II. — History of the Mineral Field
As will subsequently appear, the history of the workings in the Brockwell Seam is of cardinal importance in its bearing upon the disaster, and it is accordingly summarised here. From 1821 to 1848, when the Benwell Royalty was still undivided, the Brockwell Seam was worked by a Mr. Matthew Liddell from a shaft situated in what is now the leasehold of William Cochran Carr, Limited, and variously known as the Paradise Beaumont or West Benwell Pit, distant about a mile and a quarter to the east in a straight line from the View Pit. These workings extended on both sides of the boundary line now dividing the two present leaseholds. They were abandoned in 1848 on the coal becoming unsaleable for household use, and subsequently became filled with water. Without going into the details of certain transactions in 1876 and 1877, it is enough to say that the present division of the mineral field first came into existence in 1881. As from 1st July of that year, under a lease dated 31st December, 1883, Thomas Walter Benson,
William Robert Benson and Walter John Benson, all since deceased, the predecessors of William Benson and Son, Limited, became the mineral lessees of an area of 750 acres, including the Brockwell Seam, to the west of a boundary line then fixed on the surface and shown on the plan annexed to the lease. Under a lease dated 23rd October, 1884, the late William Cochran Carr, who had previously had certain interests in the Benwell minerals, became the lessee of the minerals, including the Brockwell Seam, in the area to the east of the same boundary line. Mr. William Cochran Carr was the predecessor of William Cochran Carr, Limited, the present lessees. The boundary line so fixed has since remained the dividing line between the two leaseholds. (See Plate II.) The leases make no reference to the old workings.

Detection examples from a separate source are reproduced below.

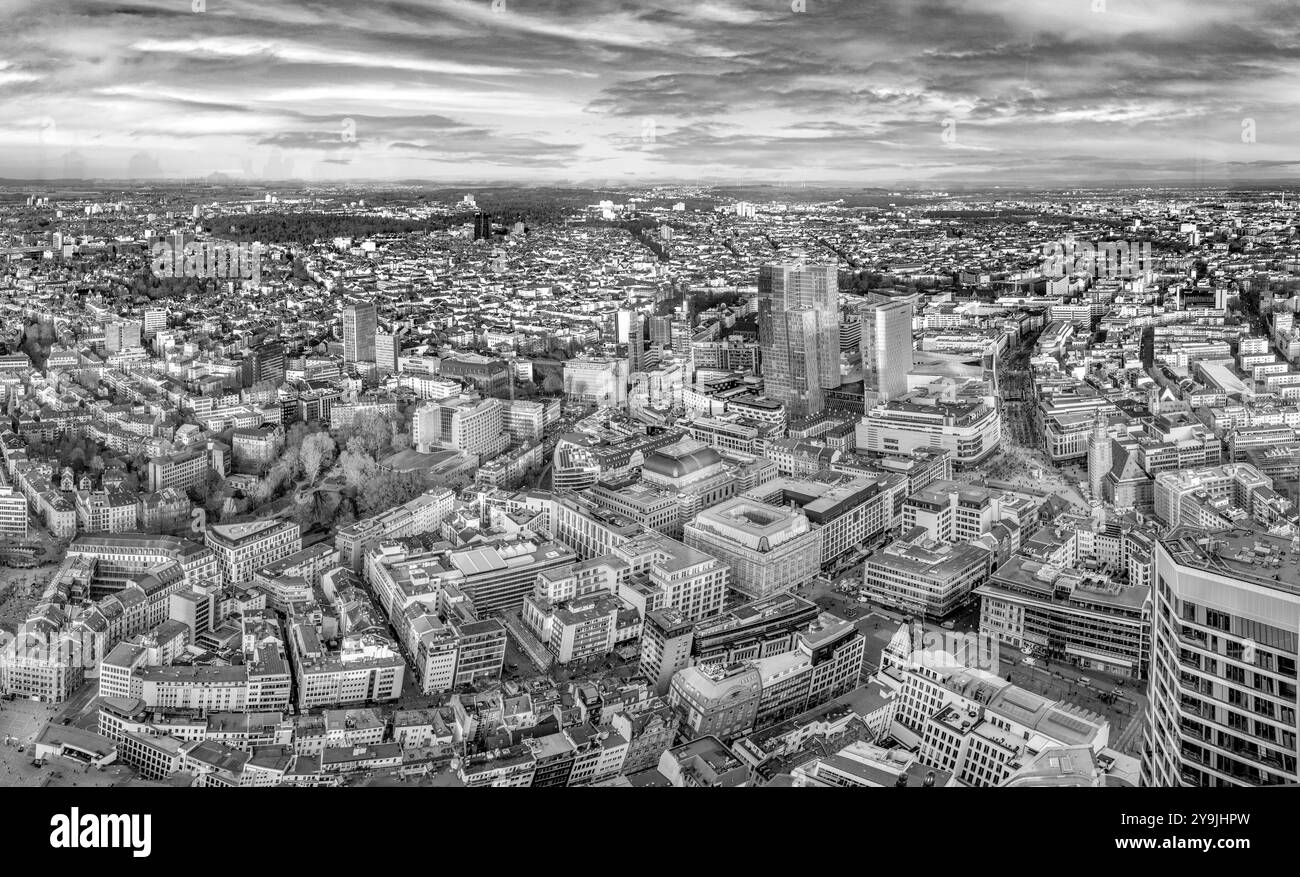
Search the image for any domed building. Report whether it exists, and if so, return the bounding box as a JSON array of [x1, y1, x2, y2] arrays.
[[641, 438, 737, 518]]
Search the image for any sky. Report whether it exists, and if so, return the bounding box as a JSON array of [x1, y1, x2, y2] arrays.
[[0, 0, 1300, 187]]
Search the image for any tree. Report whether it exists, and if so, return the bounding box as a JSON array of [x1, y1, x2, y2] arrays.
[[298, 433, 334, 483], [348, 417, 393, 457], [360, 472, 428, 516], [338, 437, 380, 487]]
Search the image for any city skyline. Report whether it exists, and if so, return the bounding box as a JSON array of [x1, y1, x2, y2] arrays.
[[0, 0, 1300, 186]]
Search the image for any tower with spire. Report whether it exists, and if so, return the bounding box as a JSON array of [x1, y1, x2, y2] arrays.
[[1088, 408, 1112, 503]]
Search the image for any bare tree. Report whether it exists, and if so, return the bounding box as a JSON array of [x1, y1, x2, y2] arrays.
[[298, 433, 334, 483]]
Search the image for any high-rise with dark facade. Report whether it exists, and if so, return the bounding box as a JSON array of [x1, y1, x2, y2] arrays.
[[343, 301, 378, 362], [859, 299, 911, 403], [758, 262, 840, 417]]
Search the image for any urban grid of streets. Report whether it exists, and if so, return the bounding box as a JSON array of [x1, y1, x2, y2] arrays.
[[0, 184, 1300, 786]]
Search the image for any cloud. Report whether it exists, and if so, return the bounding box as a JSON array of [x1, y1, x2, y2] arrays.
[[0, 0, 1300, 184]]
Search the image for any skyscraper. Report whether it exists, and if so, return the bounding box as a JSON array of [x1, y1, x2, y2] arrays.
[[374, 326, 402, 374], [758, 262, 840, 417], [343, 301, 378, 362], [1088, 408, 1112, 500], [859, 299, 911, 401], [627, 311, 646, 372], [1141, 526, 1300, 786], [650, 317, 672, 350]]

The old pre-1848 workings in the Brockwell Seam from the Paradise Pit were never re-opened or worked by Mr. William Cochran Carr or his successors in the eastern leasehold, known as the Benwell Colliery, and the Pit and workings remained waterlogged. The existence of these old workings was known to the lessees of the eastern leasehold and the area where they were situated was barred off by a line drawn on the working plan. The Brockwell Seam was, however, from 1895 onwards worked in another part of the eastern leasehold from the Charlotte Pit, which is situated some distance to the north of the Paradise Pit.
The tenants in the western leasehold known as the Montagu Colliery from 1884 onwards worked continuously and extensively in the Brockwell Seam from the View Pit. At the time of the accident their workings in that seam to the east had approached to within 94 yards of the western boundary of their neighbours' leasehold. As they were required to leave a barrier of 40 yards on their side of the boundary they had therefore about 54 yards ahead still to work.
On Plate III the pre-1848 workings in the Brockwell Seam from the old Paradise Pit are shown in their relation to the boundary subsequently fixed in 1881 and it will be observed that this boundary for a part of its length passes through the most westerly portion of these old workings in the Brockwell Seam, thus causing a part of them to be in the present eastern leasehold and a part of them to be in the present western leasehold. This is a crucial fact in the case.